Powell said at the Economic Club in New York that U.S. central bankers were moving carefully on policy after aggressive rate hikes last year, but he added that the economy's strength and continued tight labor markets could warrant further rate hikes.

The rate-sensitive real estate sector dropped 2.4% and was the day's worst-performing S&P 500 sector.

The Dow Jones Industrial Average fell 250.91 points, or 0.75%, to 33,414.17, the S&P 500 lost 36.6 points, or 0.85%, to 4,278 and the Nasdaq Composite dropped 128.13 points, or 0.96%, to 13,186.18.

The Cboe Volatility index jumped to its highest close since March.

Data this week has pointed to strong consumer demand and a tight labor market. A U.S. Labor Department report on Thursday showed the number of Americans filing new claims for unemployment benefits fell to a nine-month low last week.

The labor market is showing strength even though the central bank has raised its benchmark overnight interest rate by 525 basis points since March 2022.

Also in earnings, Netflix Inc shares jumped 16.1% after the world's No. 1 streaming company by subscriber count said it was raising prices for some of its plans in the United States, Britain and France after adding 9 million users in the third quarter.

Shares of American Airlines rose 0.8% after the company posted upbeat quarterly results.

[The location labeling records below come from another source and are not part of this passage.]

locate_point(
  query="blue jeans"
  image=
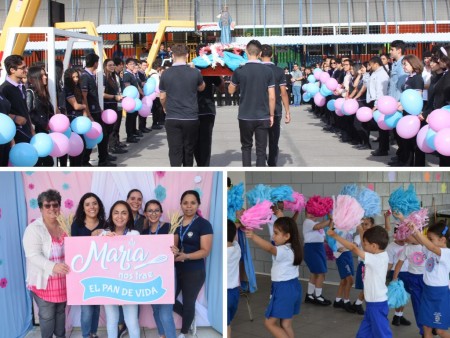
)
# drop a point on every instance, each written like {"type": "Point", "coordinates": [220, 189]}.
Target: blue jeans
{"type": "Point", "coordinates": [131, 319]}
{"type": "Point", "coordinates": [89, 319]}
{"type": "Point", "coordinates": [296, 92]}
{"type": "Point", "coordinates": [164, 320]}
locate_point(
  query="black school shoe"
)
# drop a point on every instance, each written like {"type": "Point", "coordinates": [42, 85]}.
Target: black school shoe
{"type": "Point", "coordinates": [358, 309]}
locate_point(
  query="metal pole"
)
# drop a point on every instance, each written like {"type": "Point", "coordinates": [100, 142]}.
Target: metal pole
{"type": "Point", "coordinates": [300, 9]}
{"type": "Point", "coordinates": [435, 23]}
{"type": "Point", "coordinates": [310, 15]}
{"type": "Point", "coordinates": [264, 17]}
{"type": "Point", "coordinates": [254, 18]}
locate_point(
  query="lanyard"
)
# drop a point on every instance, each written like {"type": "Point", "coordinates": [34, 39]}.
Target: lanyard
{"type": "Point", "coordinates": [157, 229]}
{"type": "Point", "coordinates": [183, 233]}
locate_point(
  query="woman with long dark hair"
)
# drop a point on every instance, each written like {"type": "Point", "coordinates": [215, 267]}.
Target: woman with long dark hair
{"type": "Point", "coordinates": [39, 105]}
{"type": "Point", "coordinates": [89, 220]}
{"type": "Point", "coordinates": [74, 104]}
{"type": "Point", "coordinates": [194, 245]}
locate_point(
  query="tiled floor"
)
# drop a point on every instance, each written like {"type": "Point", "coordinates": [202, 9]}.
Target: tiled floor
{"type": "Point", "coordinates": [313, 321]}
{"type": "Point", "coordinates": [202, 332]}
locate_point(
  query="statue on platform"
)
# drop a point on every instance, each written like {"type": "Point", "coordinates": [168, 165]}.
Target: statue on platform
{"type": "Point", "coordinates": [225, 26]}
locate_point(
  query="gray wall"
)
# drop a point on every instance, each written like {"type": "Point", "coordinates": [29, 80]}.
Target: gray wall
{"type": "Point", "coordinates": [330, 183]}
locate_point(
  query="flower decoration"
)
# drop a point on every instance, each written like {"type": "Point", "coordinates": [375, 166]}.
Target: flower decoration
{"type": "Point", "coordinates": [160, 193]}
{"type": "Point", "coordinates": [200, 192]}
{"type": "Point", "coordinates": [68, 203]}
{"type": "Point", "coordinates": [160, 174]}
{"type": "Point", "coordinates": [34, 204]}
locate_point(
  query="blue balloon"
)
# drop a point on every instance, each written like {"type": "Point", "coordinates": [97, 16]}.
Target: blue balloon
{"type": "Point", "coordinates": [23, 155]}
{"type": "Point", "coordinates": [138, 104]}
{"type": "Point", "coordinates": [429, 138]}
{"type": "Point", "coordinates": [7, 129]}
{"type": "Point", "coordinates": [311, 78]}
{"type": "Point", "coordinates": [376, 115]}
{"type": "Point", "coordinates": [68, 132]}
{"type": "Point", "coordinates": [43, 144]}
{"type": "Point", "coordinates": [325, 91]}
{"type": "Point", "coordinates": [412, 101]}
{"type": "Point", "coordinates": [149, 88]}
{"type": "Point", "coordinates": [131, 91]}
{"type": "Point", "coordinates": [81, 125]}
{"type": "Point", "coordinates": [392, 120]}
{"type": "Point", "coordinates": [330, 105]}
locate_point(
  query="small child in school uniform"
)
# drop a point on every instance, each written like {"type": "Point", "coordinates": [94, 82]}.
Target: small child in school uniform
{"type": "Point", "coordinates": [286, 291]}
{"type": "Point", "coordinates": [233, 258]}
{"type": "Point", "coordinates": [434, 309]}
{"type": "Point", "coordinates": [375, 240]}
{"type": "Point", "coordinates": [413, 278]}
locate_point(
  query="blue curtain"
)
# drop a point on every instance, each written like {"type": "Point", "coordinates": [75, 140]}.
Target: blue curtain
{"type": "Point", "coordinates": [214, 262]}
{"type": "Point", "coordinates": [15, 301]}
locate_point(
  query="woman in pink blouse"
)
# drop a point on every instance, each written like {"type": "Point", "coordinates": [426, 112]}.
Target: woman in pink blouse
{"type": "Point", "coordinates": [43, 244]}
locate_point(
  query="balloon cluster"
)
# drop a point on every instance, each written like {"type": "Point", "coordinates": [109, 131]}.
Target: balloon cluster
{"type": "Point", "coordinates": [65, 138]}
{"type": "Point", "coordinates": [131, 102]}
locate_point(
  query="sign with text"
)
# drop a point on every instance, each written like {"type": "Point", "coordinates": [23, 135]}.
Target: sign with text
{"type": "Point", "coordinates": [120, 270]}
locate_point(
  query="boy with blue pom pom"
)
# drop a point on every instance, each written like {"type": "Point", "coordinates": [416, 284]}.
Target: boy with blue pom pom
{"type": "Point", "coordinates": [375, 240]}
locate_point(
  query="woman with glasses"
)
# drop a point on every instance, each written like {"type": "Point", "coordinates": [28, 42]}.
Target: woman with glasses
{"type": "Point", "coordinates": [39, 105]}
{"type": "Point", "coordinates": [162, 313]}
{"type": "Point", "coordinates": [89, 220]}
{"type": "Point", "coordinates": [43, 244]}
{"type": "Point", "coordinates": [195, 237]}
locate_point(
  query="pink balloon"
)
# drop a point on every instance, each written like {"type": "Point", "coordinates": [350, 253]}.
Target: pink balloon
{"type": "Point", "coordinates": [109, 116]}
{"type": "Point", "coordinates": [442, 141]}
{"type": "Point", "coordinates": [60, 144]}
{"type": "Point", "coordinates": [145, 110]}
{"type": "Point", "coordinates": [59, 123]}
{"type": "Point", "coordinates": [364, 114]}
{"type": "Point", "coordinates": [350, 106]}
{"type": "Point", "coordinates": [128, 104]}
{"type": "Point", "coordinates": [319, 100]}
{"type": "Point", "coordinates": [382, 124]}
{"type": "Point", "coordinates": [324, 77]}
{"type": "Point", "coordinates": [331, 84]}
{"type": "Point", "coordinates": [95, 131]}
{"type": "Point", "coordinates": [387, 105]}
{"type": "Point", "coordinates": [75, 145]}
{"type": "Point", "coordinates": [439, 119]}
{"type": "Point", "coordinates": [422, 141]}
{"type": "Point", "coordinates": [408, 126]}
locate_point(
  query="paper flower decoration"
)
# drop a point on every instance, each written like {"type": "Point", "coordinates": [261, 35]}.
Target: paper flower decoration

On Wednesday, airline stocks fell sharply after United Airlines forecast current-quarter profit below analyst expectations.

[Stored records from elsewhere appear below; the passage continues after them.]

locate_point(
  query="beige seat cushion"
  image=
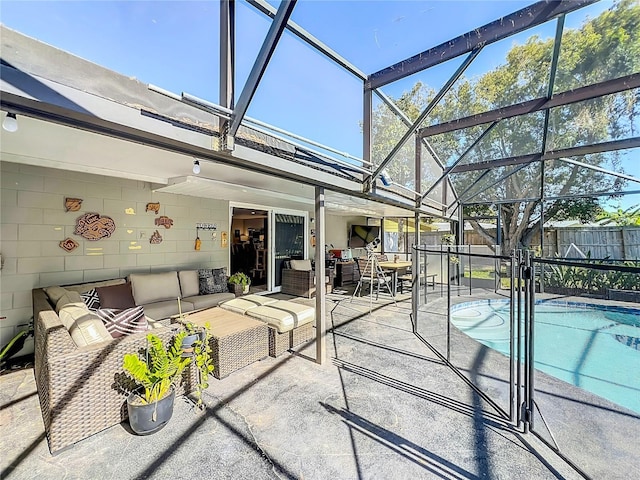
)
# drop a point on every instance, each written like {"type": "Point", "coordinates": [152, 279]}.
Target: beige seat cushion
{"type": "Point", "coordinates": [243, 304]}
{"type": "Point", "coordinates": [154, 287]}
{"type": "Point", "coordinates": [283, 315]}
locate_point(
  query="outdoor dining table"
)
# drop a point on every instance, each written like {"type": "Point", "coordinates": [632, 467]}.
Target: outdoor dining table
{"type": "Point", "coordinates": [395, 268]}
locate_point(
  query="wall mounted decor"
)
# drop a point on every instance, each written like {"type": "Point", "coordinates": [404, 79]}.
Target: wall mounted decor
{"type": "Point", "coordinates": [69, 244]}
{"type": "Point", "coordinates": [207, 226]}
{"type": "Point", "coordinates": [165, 221]}
{"type": "Point", "coordinates": [72, 204]}
{"type": "Point", "coordinates": [153, 207]}
{"type": "Point", "coordinates": [93, 227]}
{"type": "Point", "coordinates": [155, 238]}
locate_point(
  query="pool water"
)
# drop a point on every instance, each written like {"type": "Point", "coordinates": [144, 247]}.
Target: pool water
{"type": "Point", "coordinates": [594, 348]}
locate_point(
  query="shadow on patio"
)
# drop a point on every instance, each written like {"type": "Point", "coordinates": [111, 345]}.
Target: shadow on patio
{"type": "Point", "coordinates": [384, 407]}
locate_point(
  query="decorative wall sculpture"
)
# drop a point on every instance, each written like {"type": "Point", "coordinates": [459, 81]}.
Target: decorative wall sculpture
{"type": "Point", "coordinates": [165, 221]}
{"type": "Point", "coordinates": [69, 244]}
{"type": "Point", "coordinates": [155, 238]}
{"type": "Point", "coordinates": [153, 207]}
{"type": "Point", "coordinates": [72, 204]}
{"type": "Point", "coordinates": [93, 227]}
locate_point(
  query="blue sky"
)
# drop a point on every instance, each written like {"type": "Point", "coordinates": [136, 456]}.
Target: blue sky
{"type": "Point", "coordinates": [174, 44]}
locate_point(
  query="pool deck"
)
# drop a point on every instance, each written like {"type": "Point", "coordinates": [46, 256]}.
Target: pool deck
{"type": "Point", "coordinates": [384, 406]}
{"type": "Point", "coordinates": [584, 426]}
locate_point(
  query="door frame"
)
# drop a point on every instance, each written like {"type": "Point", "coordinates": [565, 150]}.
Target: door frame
{"type": "Point", "coordinates": [270, 244]}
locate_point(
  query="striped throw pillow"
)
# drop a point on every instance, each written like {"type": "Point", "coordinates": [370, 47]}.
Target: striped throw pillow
{"type": "Point", "coordinates": [91, 299]}
{"type": "Point", "coordinates": [120, 323]}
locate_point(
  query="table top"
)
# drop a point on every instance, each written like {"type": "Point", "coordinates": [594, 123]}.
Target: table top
{"type": "Point", "coordinates": [221, 322]}
{"type": "Point", "coordinates": [394, 265]}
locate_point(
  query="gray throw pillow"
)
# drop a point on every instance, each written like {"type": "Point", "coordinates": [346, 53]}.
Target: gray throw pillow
{"type": "Point", "coordinates": [212, 281]}
{"type": "Point", "coordinates": [205, 281]}
{"type": "Point", "coordinates": [220, 280]}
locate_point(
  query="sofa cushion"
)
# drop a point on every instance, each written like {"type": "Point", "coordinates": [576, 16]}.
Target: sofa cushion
{"type": "Point", "coordinates": [89, 330]}
{"type": "Point", "coordinates": [66, 299]}
{"type": "Point", "coordinates": [166, 309]}
{"type": "Point", "coordinates": [189, 285]}
{"type": "Point", "coordinates": [116, 296]}
{"type": "Point", "coordinates": [154, 287]}
{"type": "Point", "coordinates": [301, 264]}
{"type": "Point", "coordinates": [73, 312]}
{"type": "Point", "coordinates": [91, 299]}
{"type": "Point", "coordinates": [210, 300]}
{"type": "Point", "coordinates": [120, 323]}
{"type": "Point", "coordinates": [283, 315]}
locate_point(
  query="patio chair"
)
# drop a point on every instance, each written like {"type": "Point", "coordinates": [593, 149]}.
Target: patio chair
{"type": "Point", "coordinates": [300, 280]}
{"type": "Point", "coordinates": [379, 278]}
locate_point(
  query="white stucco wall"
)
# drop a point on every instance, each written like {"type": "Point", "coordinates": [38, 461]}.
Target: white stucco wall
{"type": "Point", "coordinates": [33, 221]}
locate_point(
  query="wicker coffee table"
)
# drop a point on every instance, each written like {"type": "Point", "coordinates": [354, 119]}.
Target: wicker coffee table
{"type": "Point", "coordinates": [236, 340]}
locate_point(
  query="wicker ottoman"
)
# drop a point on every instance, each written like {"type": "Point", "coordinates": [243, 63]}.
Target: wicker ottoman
{"type": "Point", "coordinates": [242, 304]}
{"type": "Point", "coordinates": [290, 324]}
{"type": "Point", "coordinates": [236, 340]}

Volume on U.S. exchanges was 11.82 billion shares, compared with the 10.50 billion average for the full session over the last 20 trading days.

Declining issues outnumbered advancing ones on the NYSE by a 3.96-to-1 ratio; on Nasdaq, a 2.96-to-1 ratio favored decliners.

The S&P 500 posted 2 new 52-week highs and 37 new lows; the Nasdaq Composite recorded 15 new highs and 370 new lows.